RuntimeError: cusolver error: CUSOLVER_STATUS_INTERNAL_ERROR, when calling `cusolverDnCreate(handle)`

86kkd commented 1 year ago

Exception has occurred: RuntimeError cusolver error: CUSOLVER_STATUS_INTERNAL_ERROR, when calling cusolverDnCreate(handle) File "/workspaces/UniAD-main/projects/mmdet3d_plugin/uniad/detectors/uniad_track.py", line 270, in velo_update g2l_r = torch.linalg.inv(l2g_r2).type(torch.float) File "/workspaces/UniAD-main/projects/mmdet3d_plugin/uniad/detectors/uniad_track.py", line 643, in _forward_single_frame_inference ref_pts = self.velo_update( File "/workspaces/UniAD-main/projects/mmdet3d_plugin/uniad/detectors/uniad_track.py", line 748, in simple_test_track frame_res = self._forward_single_frame_inference( File "/workspaces/UniAD-main/projects/mmdet3d_plugin/uniad/detectors/uniad_e2e.py", line 292, in forward_test result_track = self.simple_test_track(img, l2g_t, l2g_r_mat, img_metas, timestamp) File "/workspaces/UniAD-main/projects/mmdet3d_plugin/uniad/detectors/uniad_e2e.py", line 83, in forward return self.forward_test(kwargs) File "/usr/local/lib/python3.8/dist-packages/torch/nn/modules/module.py", line 1051, in _call_impl return forward_call(*input, *kwargs) File "/usr/local/lib/python3.8/dist-packages/torch/nn/parallel/distributed.py", line 799, in forward output = self.module(inputs[0], kwargs[0]) File "/usr/local/lib/python3.8/dist-packages/torch/nn/modules/module.py", line 1051, in _call_impl return forward_call(*input, kwargs) File "/workspaces/UniAD-main/projects/mmdet3d_plugin/uniad/apis/test.py", line 90, in custom_multi_gpu_test result = model(return_loss=False, rescale=True, data) File "/workspaces/UniAD-main/tools/test.py", line 231, in main outputs = custom_multi_gpu_test(model, data_loader, args.tmpdir, File "/workspaces/UniAD-main/tools/test.py", line 261, in main() RuntimeError: cusolver error: CUSOLVER_STATUS_INTERNAL_ERROR, when calling cusolverDnCreate(handle) 这个项目的检测效果看起来很神奇我就想自己复现一下，我使用docker配置的项目环境项目跑起来后在迭代dataloder的数据用模型进行推理时出现这个错误，神奇的是在这个错误发生前代码已经完成datalode迭代的第一个data的推理并且得到了推理结果，但当迭代第二个data时却出现这个问题，我在这个问题上困扰了很长时间，如果有大神能给予一些启发性的指点我将感激不尽

The detection effect of this project looks amazing, so I wanted to reproduce it myself. I used Docker to configure the project environment. After the project was running, when iterating through the dataloader's data and using the model for inference, this error occurred. What's amazing is that before this error occurred, the code had already completed the inference of the first set of data from the dataloader and obtained the inference results. However, when iterating to the second set of data, this problem arose.I have been troubled by this issue for a long time. If any expert could give me some enlightening guidance, I would be immensely grateful.
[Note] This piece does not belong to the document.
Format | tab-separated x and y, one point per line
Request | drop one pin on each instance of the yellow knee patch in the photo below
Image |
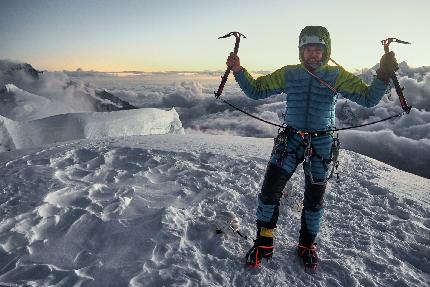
266	232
86kkd commented 1 year ago

i have read the previous issue it is interesting that it only occur in 4090and4080(mine),but i have no idea where is bug come from since my computer shows that gpu memory shared memory and cpu memory are all available.

YTEP-ZHI commented 1 year ago

i have read the previous issue it is interesting that it only occur in 4090and4080(mine),but i have no idea where is bug come from since my computer shows that gpu memory shared memory and cpu memory are all available.

@86kkd Yes, it seems like a common issue on those devices, but it never occurs on V100 and A100. It would be greatly appreciated if anyone in this community could help on this.

DocAllen commented 1 year ago

torch.linalg.inv() is common using in many projects, it seems they let cpu to handle this calculation. I same use single RTX4090 and same error occurred. Solution: change the code in _projects/mmdet3d_plugin/uniad/detectors/uniadtrack.py line 270: g2l_r = torch.linalg.inv(l2g_r2).type(torch.float) to g2l_r = torch.linalg.inv(l2g_r2.cpu()).type(torch.float).cuda(0) I guess in multi GPUs, get the gpu number of tensor l2g_r2 and then: `g2l_r = torch.linalg.inv(l2g_r2.cpu()).type(torch.float).cuda()` BTW, thanks to the authors for their open source spirit.

StudentWwg commented 2 months ago

torch.linalg.inv() is common using in many projects, it seems they let cpu to handle this calculation. I same use single RTX4090 and same error occurred. Solution: change the code in _projects/mmdet3d_plugin/uniad/detectors/uniadtrack.py line 270: g2l_r = torch.linalg.inv(l2g_r2).type(torch.float) to g2l_r = torch.linalg.inv(l2g_r2.cpu()).type(torch.float).cuda(0) I guess in multi GPUs, get the gpu number of tensor l2g_r2 and then: `g2l_r = torch.linalg.inv(l2g_r2.cpu()).type(torch.float).cuda()` BTW, thanks to the authors for their open source spirit.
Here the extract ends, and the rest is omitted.